About IRpounds 53m-worth of illegal drugs, well in excess of current domestic Irish consumption, have been seized since 1993. Concern is being increased by reports of new, more lethal brands of Ecstasy on the market.

Also on Tuesday, party leaders and the Attorney General in the ruling coalition met garda, customs and tax chiefs to discuss new ways to control millionaire dealers and stem a problem widely accepted as out of control. The use of Capone-style tax prosecutions against dealers who are converting profits into substantial property investments is a real possibility. (This in itself will be a precedent: Irish tax authorities say no one has been jailed for tax evasion since the state was established in 1922.)

On Wednesday, the cabinet considered a 60-page anti-drugs package, including plans to bring in the toughest emergency legislation since the IRA car- bomb assassination of the British ambassador to Ireland, Christopher Ewart- Biggs, in 1976.

Controversial measures it approved included seven-day detention and allowing senior garda officers to sign search warrants without having to obtain permission from a judge.

However, gardai themselves (in a stinging editorial in their monthly magazine) suggested that Justice Minister Nora Owen was attempting to win political kudos with hard-line talk while glossing over the critical deficiency: a small and under-resourced garda drug squad.

In the event, the cabinet meeting heard that drugs units would now be enlarged and brought under a national command.

Internationally, the Irish problem has propelled the Taoiseach, John Bruton, into successfully urging EU leaders including John Major, Jacques Chirac and Helmut Kohl to accelerate moves towards a unified European assault on drugs trafficking, starting with more integrated intelligence sharing through the new Europol Drugs Unit. Combating the drugs threat is to be one of the main priorities of next year's Irish EU Presidency. Ireland wants EU funding for a Europe-wide coastguard network.

The technological sophistication of the traffickers was underlined when cannabis worth IRpounds 12.6m in sealed waterproof packaging was raised from one sea-bed dump off the quiet tourist haven of Kinsale in Co Cork in late 1993. Irish Customs believe satellite navigation equipment was used in locating and recovering the packages.

In other major finds, Moroccan cannabis worth pounds IR3.6m, concealed in a container cargo of cooking oil imported from Spain, was found in a Limerick warehouse in May this year; in March, a two-tonne container-load of cannabis worth IRpounds 20m, shipped from Kenya via Antwerp, was seized in Dublin; and in February IRpounds 3m-worth of cocaine was seized off Co Clare.
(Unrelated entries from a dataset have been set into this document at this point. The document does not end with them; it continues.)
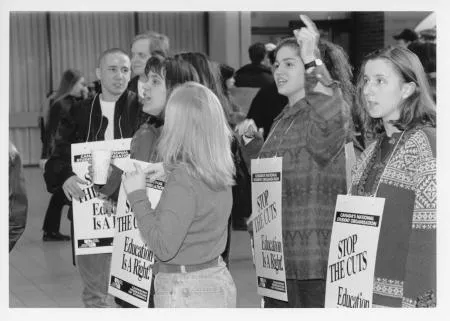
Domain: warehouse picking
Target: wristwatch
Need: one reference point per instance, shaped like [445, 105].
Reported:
[314, 63]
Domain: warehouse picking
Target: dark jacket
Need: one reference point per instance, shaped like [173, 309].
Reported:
[253, 75]
[18, 201]
[58, 110]
[266, 105]
[85, 123]
[242, 202]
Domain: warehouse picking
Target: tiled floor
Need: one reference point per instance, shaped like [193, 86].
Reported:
[42, 275]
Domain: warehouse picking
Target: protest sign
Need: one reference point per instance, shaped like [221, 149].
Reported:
[266, 221]
[94, 224]
[353, 250]
[132, 260]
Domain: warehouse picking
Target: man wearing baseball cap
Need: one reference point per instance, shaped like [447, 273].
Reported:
[405, 38]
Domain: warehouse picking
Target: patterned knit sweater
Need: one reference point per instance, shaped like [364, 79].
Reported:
[405, 270]
[310, 136]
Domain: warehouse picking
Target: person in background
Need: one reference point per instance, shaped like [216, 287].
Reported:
[400, 166]
[254, 74]
[267, 104]
[227, 77]
[142, 47]
[425, 49]
[72, 88]
[188, 229]
[18, 201]
[405, 38]
[112, 114]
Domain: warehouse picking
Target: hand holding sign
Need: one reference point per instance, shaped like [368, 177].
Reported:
[71, 187]
[135, 180]
[154, 171]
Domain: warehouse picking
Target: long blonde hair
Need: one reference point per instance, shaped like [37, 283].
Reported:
[197, 135]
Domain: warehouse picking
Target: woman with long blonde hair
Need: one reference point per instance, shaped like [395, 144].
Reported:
[188, 229]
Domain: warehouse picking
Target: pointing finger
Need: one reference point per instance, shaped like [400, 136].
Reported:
[309, 23]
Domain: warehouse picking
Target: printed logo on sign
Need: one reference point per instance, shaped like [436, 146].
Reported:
[120, 153]
[358, 219]
[266, 177]
[159, 185]
[89, 243]
[82, 158]
[117, 283]
[262, 282]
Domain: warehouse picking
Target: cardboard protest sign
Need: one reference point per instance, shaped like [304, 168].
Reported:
[132, 260]
[353, 250]
[266, 221]
[94, 224]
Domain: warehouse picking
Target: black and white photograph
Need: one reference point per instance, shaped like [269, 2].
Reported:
[251, 157]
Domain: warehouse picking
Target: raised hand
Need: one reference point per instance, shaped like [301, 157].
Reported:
[307, 38]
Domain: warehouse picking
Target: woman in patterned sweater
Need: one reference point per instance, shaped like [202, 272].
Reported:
[400, 166]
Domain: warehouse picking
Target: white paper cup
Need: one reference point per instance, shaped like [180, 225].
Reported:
[100, 164]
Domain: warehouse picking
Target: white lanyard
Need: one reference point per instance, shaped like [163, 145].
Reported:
[281, 140]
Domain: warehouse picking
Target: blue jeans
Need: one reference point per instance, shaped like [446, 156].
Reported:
[209, 288]
[94, 271]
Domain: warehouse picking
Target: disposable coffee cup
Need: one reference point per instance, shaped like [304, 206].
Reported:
[100, 164]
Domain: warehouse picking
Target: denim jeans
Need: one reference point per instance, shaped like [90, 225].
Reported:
[301, 294]
[209, 288]
[94, 271]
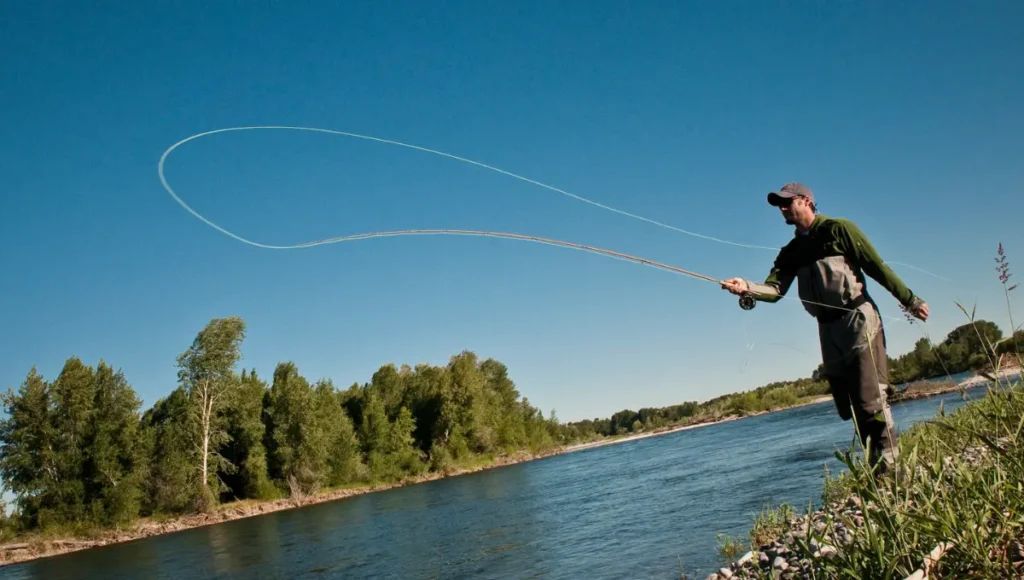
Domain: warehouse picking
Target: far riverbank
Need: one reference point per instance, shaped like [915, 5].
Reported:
[28, 548]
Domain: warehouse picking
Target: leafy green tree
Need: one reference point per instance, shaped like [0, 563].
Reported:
[206, 373]
[73, 394]
[115, 465]
[172, 483]
[28, 461]
[246, 473]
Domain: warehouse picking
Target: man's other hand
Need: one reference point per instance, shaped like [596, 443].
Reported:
[920, 311]
[735, 285]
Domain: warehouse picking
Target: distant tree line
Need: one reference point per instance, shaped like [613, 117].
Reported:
[77, 452]
[970, 346]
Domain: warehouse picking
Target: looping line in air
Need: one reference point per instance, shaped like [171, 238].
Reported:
[520, 237]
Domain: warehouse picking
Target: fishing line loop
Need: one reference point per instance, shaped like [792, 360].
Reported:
[747, 300]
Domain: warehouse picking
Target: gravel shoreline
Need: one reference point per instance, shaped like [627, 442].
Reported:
[809, 540]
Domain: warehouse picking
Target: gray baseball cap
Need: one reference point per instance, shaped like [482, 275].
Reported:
[790, 191]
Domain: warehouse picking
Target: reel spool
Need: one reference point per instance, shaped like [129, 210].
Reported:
[747, 301]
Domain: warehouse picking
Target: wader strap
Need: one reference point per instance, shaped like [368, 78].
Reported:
[833, 315]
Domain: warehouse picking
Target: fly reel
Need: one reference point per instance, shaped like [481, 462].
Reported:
[748, 301]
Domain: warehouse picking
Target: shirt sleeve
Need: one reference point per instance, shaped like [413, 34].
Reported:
[777, 284]
[860, 249]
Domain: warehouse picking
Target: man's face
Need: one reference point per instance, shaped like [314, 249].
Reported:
[792, 207]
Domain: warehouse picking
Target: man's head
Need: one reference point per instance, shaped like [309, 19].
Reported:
[796, 201]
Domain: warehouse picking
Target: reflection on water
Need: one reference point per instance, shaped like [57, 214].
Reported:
[634, 509]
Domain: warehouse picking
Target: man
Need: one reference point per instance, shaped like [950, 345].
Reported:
[828, 257]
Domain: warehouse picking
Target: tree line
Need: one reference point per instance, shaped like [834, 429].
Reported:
[78, 451]
[971, 346]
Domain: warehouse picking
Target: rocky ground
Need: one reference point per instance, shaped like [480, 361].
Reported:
[809, 541]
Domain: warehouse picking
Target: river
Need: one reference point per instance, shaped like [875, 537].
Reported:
[645, 508]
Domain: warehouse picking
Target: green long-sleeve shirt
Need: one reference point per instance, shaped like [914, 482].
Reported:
[828, 263]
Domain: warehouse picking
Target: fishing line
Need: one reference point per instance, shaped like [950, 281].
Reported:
[456, 158]
[747, 301]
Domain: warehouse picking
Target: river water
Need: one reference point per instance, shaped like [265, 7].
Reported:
[646, 508]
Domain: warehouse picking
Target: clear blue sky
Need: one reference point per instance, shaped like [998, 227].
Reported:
[904, 117]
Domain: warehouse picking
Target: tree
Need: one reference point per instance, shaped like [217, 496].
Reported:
[245, 451]
[114, 464]
[27, 459]
[206, 373]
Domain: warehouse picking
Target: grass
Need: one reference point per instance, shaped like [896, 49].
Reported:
[951, 507]
[956, 493]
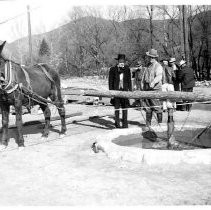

Competition for control of domestic Ecstasy sales has precipitated killings in Dublin, Cork and Belfast. In the most recent, Michael Crinnion, a violent member of a Cork gang, was shot outside a city bar. Afterwards, journalists were threatened and newsagents warned against selling the Cork Examiner newspaper which had campaigned against drug dealers. At Crinnion's funeral, gang members left the cortege to attack a TV crew. A cameraman, thrown off the roof of a building where he was filming, was seriously injured.

Fears that the police have been losing the battle against drugs gangs now known to possess arsenals of automatic weapons grew when shots were fired into the home of a senior garda officer investigating drug trafficking.

Inadequate garda resources in a city where arms are plentiful could lead to a wider violence. Earlier this month, a South Dublin self-proclaimed anti-drugs vigilante group claimed responsibility for shooting up the home of an alleged dealer.